Vários congressistas americanos pediram à Suécia que liberte o artista e um ex-embaixador dos Estados Unidos em Estocolmo, Mark Brzezinski, informou em meados de julho que contatou o ministério das Relações Exteriores da Suécia e a Casa Real para denunciar uma "injustiça racial".

Mas o advogado do rapper de Nova York rejeitou essa acusação, afirmando em coletiva de imprensa que a Suécia "não é uma sociedade racista".

Desde que foi preso, amigos e fãs do artista pedem sua libertação.
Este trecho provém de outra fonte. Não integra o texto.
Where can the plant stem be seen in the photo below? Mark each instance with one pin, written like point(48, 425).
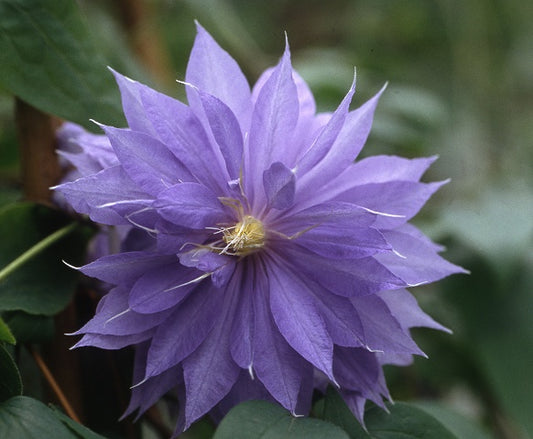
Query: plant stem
point(53, 384)
point(35, 250)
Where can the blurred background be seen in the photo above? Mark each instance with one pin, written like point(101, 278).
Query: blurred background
point(460, 86)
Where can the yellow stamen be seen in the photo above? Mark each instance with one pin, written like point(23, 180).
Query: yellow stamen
point(247, 236)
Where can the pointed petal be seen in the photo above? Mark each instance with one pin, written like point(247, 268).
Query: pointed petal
point(325, 140)
point(398, 201)
point(149, 393)
point(297, 317)
point(132, 105)
point(414, 261)
point(220, 267)
point(278, 366)
point(190, 205)
point(226, 131)
point(345, 277)
point(212, 70)
point(342, 319)
point(184, 330)
point(107, 197)
point(184, 135)
point(331, 213)
point(157, 289)
point(209, 371)
point(273, 121)
point(346, 146)
point(279, 183)
point(357, 370)
point(344, 242)
point(115, 318)
point(146, 160)
point(113, 342)
point(381, 330)
point(124, 268)
point(243, 328)
point(405, 309)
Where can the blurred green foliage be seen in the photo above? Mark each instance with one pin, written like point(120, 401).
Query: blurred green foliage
point(459, 74)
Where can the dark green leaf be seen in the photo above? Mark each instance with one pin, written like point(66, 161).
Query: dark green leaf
point(47, 58)
point(460, 426)
point(42, 285)
point(26, 418)
point(404, 421)
point(30, 328)
point(264, 420)
point(496, 317)
point(80, 430)
point(10, 382)
point(5, 333)
point(337, 412)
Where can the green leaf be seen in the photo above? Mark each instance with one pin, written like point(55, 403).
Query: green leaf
point(404, 421)
point(82, 431)
point(337, 412)
point(26, 418)
point(47, 58)
point(460, 426)
point(5, 333)
point(264, 420)
point(10, 381)
point(30, 328)
point(42, 284)
point(497, 330)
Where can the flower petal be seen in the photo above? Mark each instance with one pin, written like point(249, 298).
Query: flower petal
point(276, 364)
point(325, 140)
point(226, 131)
point(273, 121)
point(297, 317)
point(279, 183)
point(347, 143)
point(107, 197)
point(190, 205)
point(130, 92)
point(162, 288)
point(405, 309)
point(414, 261)
point(343, 242)
point(184, 135)
point(212, 70)
point(114, 317)
point(345, 277)
point(357, 370)
point(209, 371)
point(146, 160)
point(184, 330)
point(397, 201)
point(125, 268)
point(381, 330)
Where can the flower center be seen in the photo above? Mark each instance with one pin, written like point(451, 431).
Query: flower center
point(245, 237)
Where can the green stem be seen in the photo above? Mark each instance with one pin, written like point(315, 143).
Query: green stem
point(35, 250)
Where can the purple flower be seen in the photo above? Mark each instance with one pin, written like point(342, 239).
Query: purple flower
point(279, 262)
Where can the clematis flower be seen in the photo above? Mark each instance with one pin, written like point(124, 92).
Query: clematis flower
point(278, 262)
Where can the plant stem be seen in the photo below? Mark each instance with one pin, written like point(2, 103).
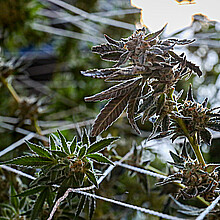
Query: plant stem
point(149, 167)
point(192, 140)
point(37, 127)
point(11, 90)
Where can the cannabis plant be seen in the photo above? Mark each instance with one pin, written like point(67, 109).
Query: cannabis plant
point(147, 70)
point(60, 166)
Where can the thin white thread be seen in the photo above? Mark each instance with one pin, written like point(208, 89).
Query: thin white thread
point(126, 205)
point(139, 170)
point(17, 172)
point(93, 17)
point(16, 144)
point(208, 209)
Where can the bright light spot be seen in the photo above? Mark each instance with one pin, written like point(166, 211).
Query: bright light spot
point(156, 13)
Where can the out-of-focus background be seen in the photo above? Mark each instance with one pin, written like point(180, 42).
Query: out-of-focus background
point(46, 43)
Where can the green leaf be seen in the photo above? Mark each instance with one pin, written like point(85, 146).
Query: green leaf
point(59, 153)
point(160, 103)
point(29, 161)
point(63, 141)
point(52, 143)
point(22, 203)
point(82, 151)
point(152, 36)
point(38, 150)
point(100, 158)
point(81, 205)
point(14, 201)
point(101, 144)
point(85, 138)
point(73, 145)
point(176, 158)
point(206, 136)
point(4, 218)
point(31, 191)
point(92, 178)
point(38, 205)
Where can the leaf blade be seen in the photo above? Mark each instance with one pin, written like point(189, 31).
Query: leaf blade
point(101, 144)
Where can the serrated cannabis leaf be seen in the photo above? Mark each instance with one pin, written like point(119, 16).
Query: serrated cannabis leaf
point(29, 161)
point(31, 191)
point(92, 178)
point(101, 144)
point(82, 151)
point(52, 143)
point(72, 146)
point(38, 150)
point(63, 142)
point(109, 114)
point(100, 158)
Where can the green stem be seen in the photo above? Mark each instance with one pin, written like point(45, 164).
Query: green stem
point(11, 90)
point(37, 127)
point(192, 140)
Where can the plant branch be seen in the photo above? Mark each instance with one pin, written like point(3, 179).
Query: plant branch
point(11, 89)
point(192, 140)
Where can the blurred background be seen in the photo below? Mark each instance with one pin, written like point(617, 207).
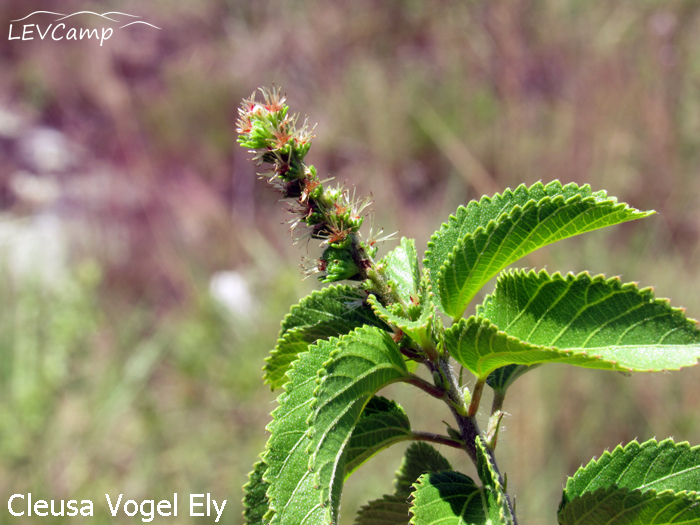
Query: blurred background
point(145, 269)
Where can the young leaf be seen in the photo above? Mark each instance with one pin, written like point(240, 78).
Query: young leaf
point(419, 458)
point(382, 424)
point(481, 254)
point(401, 268)
point(614, 506)
point(363, 362)
point(451, 498)
point(292, 492)
point(255, 502)
point(389, 510)
point(499, 509)
point(330, 312)
point(581, 320)
point(417, 329)
point(649, 466)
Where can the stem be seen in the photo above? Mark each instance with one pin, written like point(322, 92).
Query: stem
point(476, 397)
point(468, 426)
point(433, 390)
point(436, 438)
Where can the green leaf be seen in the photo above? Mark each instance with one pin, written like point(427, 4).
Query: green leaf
point(363, 362)
point(483, 243)
point(383, 423)
point(389, 510)
point(651, 465)
point(581, 320)
point(401, 268)
point(478, 214)
point(501, 378)
point(293, 495)
point(255, 502)
point(613, 506)
point(451, 498)
point(329, 312)
point(498, 509)
point(419, 458)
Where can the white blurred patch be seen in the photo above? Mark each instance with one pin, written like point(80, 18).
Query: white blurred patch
point(46, 150)
point(35, 248)
point(231, 289)
point(33, 189)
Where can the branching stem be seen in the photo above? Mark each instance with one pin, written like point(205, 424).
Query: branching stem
point(498, 398)
point(436, 438)
point(476, 397)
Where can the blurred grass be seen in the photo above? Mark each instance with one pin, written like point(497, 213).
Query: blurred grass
point(127, 376)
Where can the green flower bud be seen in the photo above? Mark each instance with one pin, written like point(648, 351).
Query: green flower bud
point(339, 265)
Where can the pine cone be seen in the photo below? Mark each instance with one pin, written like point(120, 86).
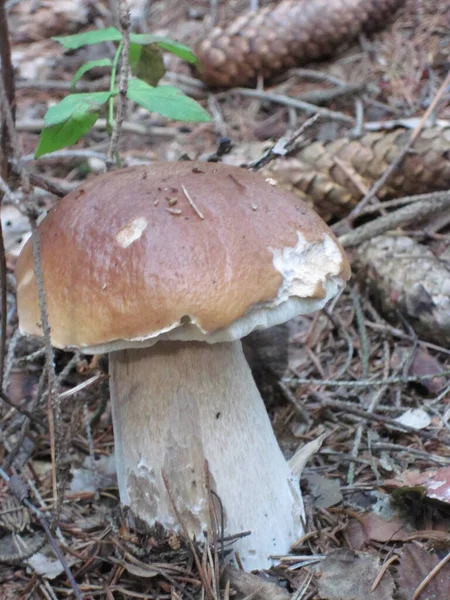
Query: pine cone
point(322, 172)
point(276, 38)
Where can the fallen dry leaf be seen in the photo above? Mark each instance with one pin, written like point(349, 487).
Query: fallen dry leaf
point(326, 492)
point(415, 564)
point(435, 482)
point(347, 575)
point(372, 527)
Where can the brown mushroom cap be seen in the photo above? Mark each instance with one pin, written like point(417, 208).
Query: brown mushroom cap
point(182, 250)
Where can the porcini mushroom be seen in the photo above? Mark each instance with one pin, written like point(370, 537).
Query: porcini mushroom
point(166, 267)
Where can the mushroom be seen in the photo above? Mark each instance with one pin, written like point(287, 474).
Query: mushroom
point(166, 267)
Mais de 630.000 pessoas assinaram uma petição online e uma campanha foi lançada nas redes sociais para encorajar os fãs do artista a boicotar marcas suecas como a Ikea.

A situação de A$AP Rocky chegou à Casa Branca, onde Donald Trump disse que estava disposto a se apresentar "pessoalmente" como garantia.

Mas ao contrário do que acontece nos Estados Unidos, a Suécia não possui um sistema de libertação sob fiança e sua justiça permite que um réu permaneça em detenção provisória até o seu julgamento.

"Muito decepcionado com o primeiro-ministro Stefan Lofven por ser incapaz de agir. A Suécia decepcionou a Comunidade Afro-Americana", tuitou Trump, que acrescentou: "Deem a A$AP Rocky sua liberdade".